October 21, 2007 at 4:21 am
So many words instead of just sayng "No".
David, I ccan tell you a secret.
Math is not about numbers at all.
Math uses numbers as an abstraction in an attempt to explain the LOGIC of the world.
_____________
Code for TallyGenerator
October 21, 2007 at 4:34 am
David McFarland (10/20/2007)
I'll happily run it for you once marting is done, but I'd expect them to be in the same ballpark for that simple of a query.
Logic (you would know what is it if you'd study the math) says otherwise.
2 derived tables (1 generated for each OVER statement) will make overal performance of your query worse than the standard T-SQL query with single derived table.
You cannot probably notice the difference when you are single user on dedicated server with such a small database as Northwind.
So, everybody will happily accept your approach, because people use to believe in numbers, not in logic.
But the difference will appear later, when your approach is long gone into production and there is a real life load of data.
That's the reason why "Performance Tuning" forum is full of stories about "Performance of my database degrades gradually".
_____________
Code for TallyGenerator
October 21, 2007 at 7:55 am
ok here's some performance numbers from my machine, which has both SQL2000 and SQL 2005:
Jeff's inner join example took 00:00:40:580 Duration (hh:mi:ss:mmm)
the OVER example, when run from Query Analyzer: 00:00:53:500 Duration (hh:mi:ss:mmm)
the OVER example, when run from SQL Man Studio: 00:00:22:687 Duration (hh:mi:ss:mmm)
if it's not obvious, management studio, which is using the SQL Native Client was twice as fast as using SQLOLEDB from QA.
Lowell
October 21, 2007 at 8:24 am
Lowell (10/21/2007)
ok here's some performance numbers from my machine, which has both SQL2000 and SQL 2005:Jeff's inner join example took 00:00:40:580 Duration (hh:mi:ss:mmm)
the OVER example, when run from Query Analyzer: 00:00:53:500 Duration (hh:mi:ss:mmm)
the OVER example, when run from SQL Man Studio: 00:00:22:687 Duration (hh:mi:ss:mmm)
if it's not obvious, management studio, which is using the SQL Native Client was twice as fast as using SQLOLEDB from QA.
Thanks, Lowell!
Can you do it twice more, please... I'm concerned about the "display time" getting in the way and have modified the scripts to save to a temp table (1 for each result set) in both cases.
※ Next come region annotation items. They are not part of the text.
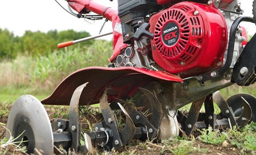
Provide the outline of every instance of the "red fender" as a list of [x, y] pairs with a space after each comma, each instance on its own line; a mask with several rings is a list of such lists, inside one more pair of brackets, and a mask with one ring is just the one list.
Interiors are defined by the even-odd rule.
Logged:
[[75, 90], [89, 82], [84, 89], [80, 100], [80, 105], [99, 103], [106, 89], [109, 101], [131, 96], [137, 90], [149, 82], [156, 81], [182, 82], [180, 77], [162, 71], [149, 71], [132, 67], [107, 68], [93, 67], [77, 71], [67, 77], [52, 95], [43, 100], [45, 105], [68, 105]]

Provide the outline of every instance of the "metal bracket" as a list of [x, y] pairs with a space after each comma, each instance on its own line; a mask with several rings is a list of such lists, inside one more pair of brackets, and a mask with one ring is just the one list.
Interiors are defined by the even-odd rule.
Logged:
[[186, 120], [186, 130], [185, 133], [188, 136], [190, 136], [195, 128], [195, 124], [197, 121], [200, 110], [204, 101], [205, 97], [193, 102]]
[[[78, 106], [79, 99], [83, 89], [88, 83], [86, 83], [78, 87], [74, 92], [70, 101], [69, 105], [69, 130], [71, 132], [72, 140], [71, 148], [74, 149], [75, 152], [83, 152], [86, 154], [92, 150], [88, 146], [91, 146], [92, 144], [86, 144], [91, 143], [89, 136], [85, 137], [86, 141], [86, 145], [80, 145], [80, 138], [81, 135], [81, 125], [79, 123], [79, 115], [78, 114]], [[86, 136], [86, 135], [85, 135]]]
[[229, 119], [229, 121], [230, 121], [231, 127], [234, 126], [237, 126], [237, 122], [235, 120], [235, 115], [234, 115], [233, 110], [228, 106], [228, 104], [225, 99], [222, 97], [220, 91], [216, 91], [213, 94], [213, 98], [218, 107], [219, 107], [219, 108], [220, 109], [221, 114], [227, 117], [228, 119]]
[[214, 114], [214, 107], [213, 94], [206, 96], [204, 100], [204, 108], [205, 109], [205, 121], [206, 126], [209, 125], [214, 130], [215, 128], [216, 115]]
[[118, 123], [116, 115], [114, 114], [107, 101], [106, 92], [100, 100], [100, 107], [101, 113], [104, 117], [104, 123], [111, 129], [113, 134], [113, 140], [109, 141], [107, 145], [111, 150], [112, 147], [117, 149], [124, 145], [119, 134]]

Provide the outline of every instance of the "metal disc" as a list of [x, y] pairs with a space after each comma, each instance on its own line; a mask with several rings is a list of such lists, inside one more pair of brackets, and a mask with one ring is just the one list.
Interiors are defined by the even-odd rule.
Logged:
[[45, 109], [37, 99], [26, 95], [20, 97], [12, 105], [7, 122], [7, 138], [17, 137], [16, 141], [28, 140], [22, 143], [27, 153], [34, 153], [35, 148], [44, 155], [54, 153], [54, 141], [51, 124]]
[[235, 94], [230, 97], [227, 102], [232, 108], [235, 116], [239, 116], [243, 111], [242, 97], [250, 105], [252, 109], [252, 115], [251, 121], [256, 121], [256, 98], [253, 95], [246, 93]]

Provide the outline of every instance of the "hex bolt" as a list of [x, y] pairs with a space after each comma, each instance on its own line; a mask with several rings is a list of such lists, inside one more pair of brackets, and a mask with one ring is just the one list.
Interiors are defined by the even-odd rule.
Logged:
[[197, 76], [197, 79], [198, 80], [201, 81], [202, 80], [202, 76], [201, 75], [199, 75]]
[[140, 119], [140, 116], [139, 116], [138, 115], [137, 115], [136, 116], [136, 119], [137, 120], [138, 120]]
[[130, 37], [130, 35], [129, 34], [126, 34], [125, 35], [125, 38], [126, 38], [127, 39], [128, 39], [129, 37]]
[[62, 123], [61, 123], [61, 122], [58, 122], [58, 127], [61, 127], [62, 126]]
[[209, 116], [209, 117], [208, 117], [208, 118], [209, 120], [211, 120], [211, 119], [213, 119], [213, 116], [210, 115]]
[[57, 133], [62, 133], [63, 132], [63, 129], [59, 129], [58, 130], [57, 130]]
[[240, 69], [240, 74], [241, 75], [245, 76], [248, 73], [248, 69], [247, 68], [245, 67], [242, 67], [241, 69]]
[[76, 129], [76, 126], [72, 126], [71, 127], [71, 129], [73, 131], [75, 131]]
[[226, 80], [229, 79], [230, 78], [230, 75], [229, 74], [226, 73], [224, 75], [224, 78]]
[[191, 124], [188, 124], [188, 128], [189, 129], [190, 129], [190, 128], [191, 128], [191, 127], [192, 127], [192, 126], [191, 125]]
[[182, 90], [186, 90], [188, 88], [188, 86], [186, 84], [182, 84], [181, 86], [181, 88]]
[[213, 1], [211, 0], [209, 0], [208, 1], [208, 2], [207, 3], [209, 5], [211, 5], [211, 4], [213, 3]]
[[107, 122], [109, 123], [111, 123], [112, 122], [112, 119], [111, 118], [109, 118], [109, 119], [107, 119]]
[[118, 144], [119, 144], [119, 141], [117, 140], [116, 140], [115, 141], [115, 145], [118, 145]]
[[216, 72], [214, 71], [211, 73], [211, 76], [212, 77], [214, 78], [215, 76], [216, 76], [216, 75], [217, 75], [217, 73], [216, 73]]
[[199, 12], [197, 10], [196, 10], [194, 12], [194, 15], [197, 16], [198, 15], [198, 14], [199, 14]]

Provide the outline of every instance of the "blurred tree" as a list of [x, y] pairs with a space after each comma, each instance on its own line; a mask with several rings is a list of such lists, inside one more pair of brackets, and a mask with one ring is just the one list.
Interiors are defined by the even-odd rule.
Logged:
[[12, 59], [17, 55], [18, 38], [7, 29], [0, 28], [0, 59]]
[[[18, 53], [34, 56], [48, 55], [57, 49], [59, 43], [89, 36], [90, 34], [86, 31], [76, 32], [69, 29], [58, 32], [55, 29], [47, 33], [26, 31], [22, 36], [19, 37], [15, 36], [7, 29], [0, 29], [0, 60], [14, 58]], [[93, 42], [93, 40], [90, 40], [81, 45], [90, 45]]]

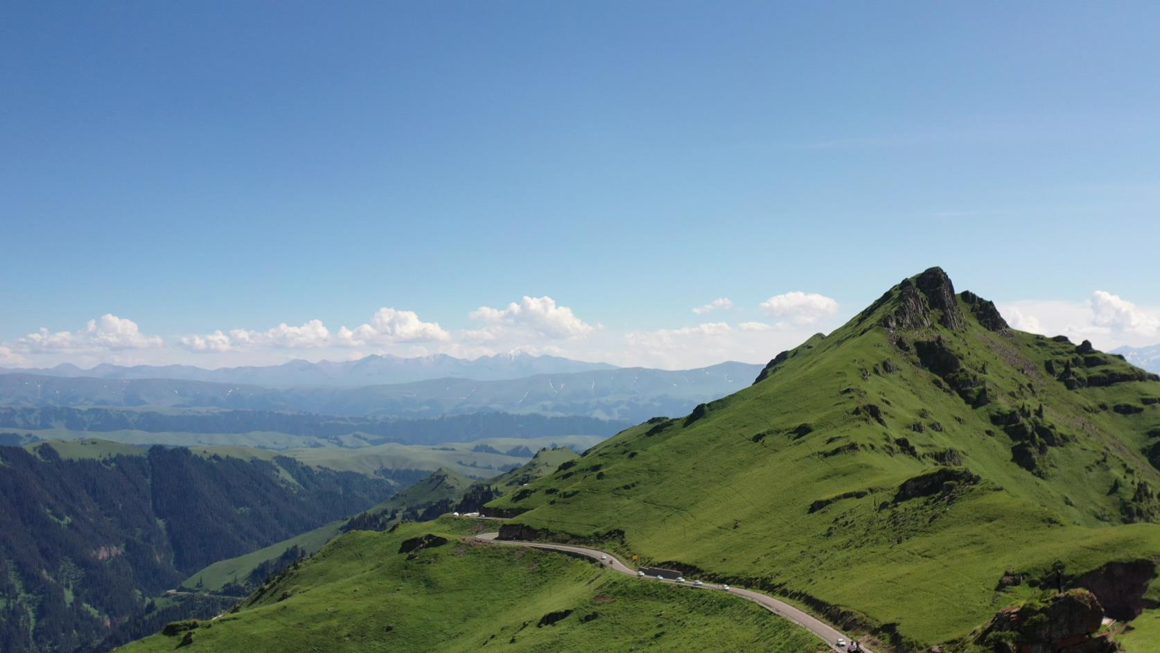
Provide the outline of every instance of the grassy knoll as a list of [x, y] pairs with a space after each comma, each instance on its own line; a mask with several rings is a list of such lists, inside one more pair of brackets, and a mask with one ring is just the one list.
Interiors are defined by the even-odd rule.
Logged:
[[[310, 532], [291, 537], [264, 549], [219, 560], [191, 574], [182, 583], [183, 587], [198, 588], [204, 592], [220, 592], [225, 586], [239, 583], [245, 586], [246, 579], [254, 569], [280, 558], [292, 547], [303, 553], [317, 552], [327, 542], [353, 528], [385, 530], [391, 525], [411, 518], [433, 518], [455, 509], [465, 494], [473, 488], [486, 488], [493, 494], [508, 492], [524, 483], [529, 483], [554, 470], [560, 463], [577, 457], [570, 449], [542, 449], [531, 460], [505, 474], [490, 480], [472, 483], [451, 470], [436, 470], [429, 477], [400, 491], [391, 499], [378, 503], [354, 517], [338, 520]], [[491, 495], [491, 494], [490, 494]], [[488, 496], [490, 496], [488, 495]]]
[[[444, 518], [346, 534], [240, 611], [198, 624], [184, 650], [821, 650], [805, 631], [737, 596], [617, 576], [551, 552], [465, 543], [459, 538], [470, 525]], [[447, 543], [400, 553], [425, 535]], [[571, 612], [548, 623], [564, 611]], [[184, 634], [157, 634], [119, 651], [168, 652]]]
[[342, 524], [345, 523], [346, 520], [336, 520], [324, 527], [297, 535], [289, 539], [283, 539], [282, 542], [271, 544], [264, 549], [259, 549], [258, 551], [252, 551], [245, 556], [219, 560], [190, 575], [181, 583], [181, 586], [213, 594], [222, 592], [225, 586], [231, 583], [244, 585], [251, 572], [263, 563], [276, 560], [285, 553], [287, 550], [293, 546], [302, 549], [306, 553], [314, 553], [327, 542], [334, 539], [335, 536], [341, 534]]
[[1037, 592], [1000, 588], [1013, 572], [1154, 559], [1160, 383], [1006, 328], [944, 285], [896, 286], [752, 387], [491, 506], [545, 537], [791, 593], [915, 648]]
[[[22, 431], [23, 433], [23, 431]], [[246, 434], [223, 435], [209, 434], [212, 442], [229, 444], [197, 444], [197, 437], [186, 437], [197, 434], [155, 434], [145, 431], [109, 431], [101, 437], [89, 437], [88, 431], [64, 431], [60, 429], [29, 431], [49, 442], [65, 458], [101, 458], [115, 455], [144, 456], [151, 444], [169, 443], [186, 445], [193, 452], [202, 456], [226, 456], [241, 459], [274, 460], [278, 456], [288, 456], [316, 467], [335, 471], [351, 471], [368, 476], [382, 470], [418, 470], [435, 471], [447, 467], [456, 473], [472, 478], [490, 478], [503, 472], [505, 467], [522, 465], [530, 456], [509, 456], [508, 451], [527, 448], [535, 452], [544, 447], [575, 447], [586, 449], [602, 440], [595, 435], [564, 435], [543, 437], [488, 437], [476, 442], [447, 442], [443, 444], [398, 444], [387, 443], [375, 447], [307, 447], [289, 449], [268, 449], [254, 447], [253, 443], [264, 442], [270, 434], [255, 434], [253, 442]], [[162, 436], [160, 438], [154, 436]], [[168, 436], [173, 437], [168, 437]], [[260, 436], [260, 437], [259, 437]], [[172, 441], [172, 442], [171, 442]], [[193, 444], [191, 444], [193, 443]], [[32, 451], [42, 442], [28, 444], [24, 448]], [[490, 447], [500, 454], [477, 451], [477, 448]]]

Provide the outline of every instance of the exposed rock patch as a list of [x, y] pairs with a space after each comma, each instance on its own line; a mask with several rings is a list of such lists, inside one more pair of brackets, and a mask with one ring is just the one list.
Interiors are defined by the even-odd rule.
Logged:
[[963, 302], [971, 307], [971, 314], [979, 324], [989, 331], [1007, 331], [1010, 328], [1007, 320], [999, 313], [994, 302], [988, 302], [970, 290], [959, 293]]
[[1108, 563], [1083, 575], [1076, 576], [1068, 585], [1082, 587], [1095, 594], [1109, 617], [1129, 622], [1140, 616], [1145, 609], [1160, 607], [1155, 601], [1144, 597], [1148, 583], [1157, 578], [1157, 565], [1151, 560], [1133, 560], [1131, 563]]
[[901, 503], [919, 496], [935, 494], [949, 495], [962, 486], [976, 485], [979, 477], [963, 467], [938, 467], [925, 474], [907, 479], [898, 486], [894, 503]]
[[571, 614], [572, 610], [557, 610], [554, 612], [549, 612], [543, 617], [539, 617], [539, 623], [536, 624], [536, 627], [554, 625], [556, 623], [563, 622], [564, 619], [568, 618]]
[[991, 619], [977, 644], [995, 653], [1116, 653], [1116, 644], [1096, 636], [1103, 607], [1086, 589], [1006, 608]]
[[399, 544], [399, 553], [413, 553], [415, 551], [421, 551], [423, 549], [434, 549], [436, 546], [443, 546], [447, 544], [445, 537], [440, 537], [435, 534], [427, 534], [420, 537], [412, 537], [411, 539], [404, 539]]
[[769, 375], [774, 373], [774, 371], [777, 369], [778, 365], [781, 365], [785, 361], [789, 361], [789, 358], [790, 358], [789, 351], [782, 351], [781, 354], [774, 356], [774, 360], [766, 363], [766, 367], [761, 369], [761, 371], [757, 373], [757, 378], [754, 379], [753, 384], [756, 385], [762, 380], [764, 380], [767, 377], [769, 377]]

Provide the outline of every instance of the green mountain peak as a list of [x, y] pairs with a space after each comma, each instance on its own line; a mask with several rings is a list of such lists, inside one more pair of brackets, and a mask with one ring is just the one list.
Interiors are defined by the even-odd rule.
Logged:
[[[1099, 586], [1153, 558], [1158, 438], [1155, 375], [1015, 331], [930, 268], [753, 386], [630, 428], [488, 509], [519, 515], [512, 537], [773, 588], [911, 650], [1037, 592], [1003, 578], [1059, 560]], [[1148, 604], [1089, 588], [1118, 619]]]

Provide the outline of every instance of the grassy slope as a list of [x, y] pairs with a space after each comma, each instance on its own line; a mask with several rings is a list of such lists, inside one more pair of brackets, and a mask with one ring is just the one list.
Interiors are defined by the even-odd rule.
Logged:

Would you run the whole script (below) just in 2005 please... reason why just 2005 is I'm trying to see which works "better" in 2k5. The reason why I'm asking for it to be run twice is once from QA and once from Management Studio because of the difference in the connection...
Thanks, again... here's the code...
--===== If they already exist, drop the temp tables
IF OBJECT_ID('TempDB..#SalesOrderHeader') IS NOT NULL
DROP TABLE #SalesOrderHeader
IF OBJECT_ID('TempDB..#Test1Results') IS NOT NULL
DROP TABLE #Test1Results
IF OBJECT_ID('TempDB..#Test2Results') IS NOT NULL
DROP TABLE #Test2Results
--===== Create a variable to measure duration with
DECLARE @StartDate DATETIME
--===== Create a million row test table
PRINT 'Creating test table...'
SET @StartDate = GETDATE()
SELECT TOP 1000000
RowNum = IDENTITY(INT,1,1),
CustomerID = CAST(RAND(CAST(NEWID() AS VARBINARY))*50000+1 AS INT),
SalesOrderID = CAST(RAND(CAST(NEWID() AS VARBINARY))*10000000+1 AS INT),
TotalDue = CAST(RAND(CAST(NEWID() AS VARBINARY))*100 AS MONEY)
INTO #SalesOrderHeader
FROM Master.dbo.SysColumns sc1,
Master.dbo.SysColumns sc2
--===== A table is not properly formed unless a Primary Key has been assigned
ALTER TABLE #SalesOrderHeader
ADD PRIMARY KEY CLUSTERED (RowNum) WITH FILLFACTOR = 100
--===== Add an index to the CustomerID/TotalDue columns just for grins
CREATE INDEX tmpSalesOrderHeader_CustomerID_TotalDue
ON #SalesOrderHeader (CustomerID,TotalDue)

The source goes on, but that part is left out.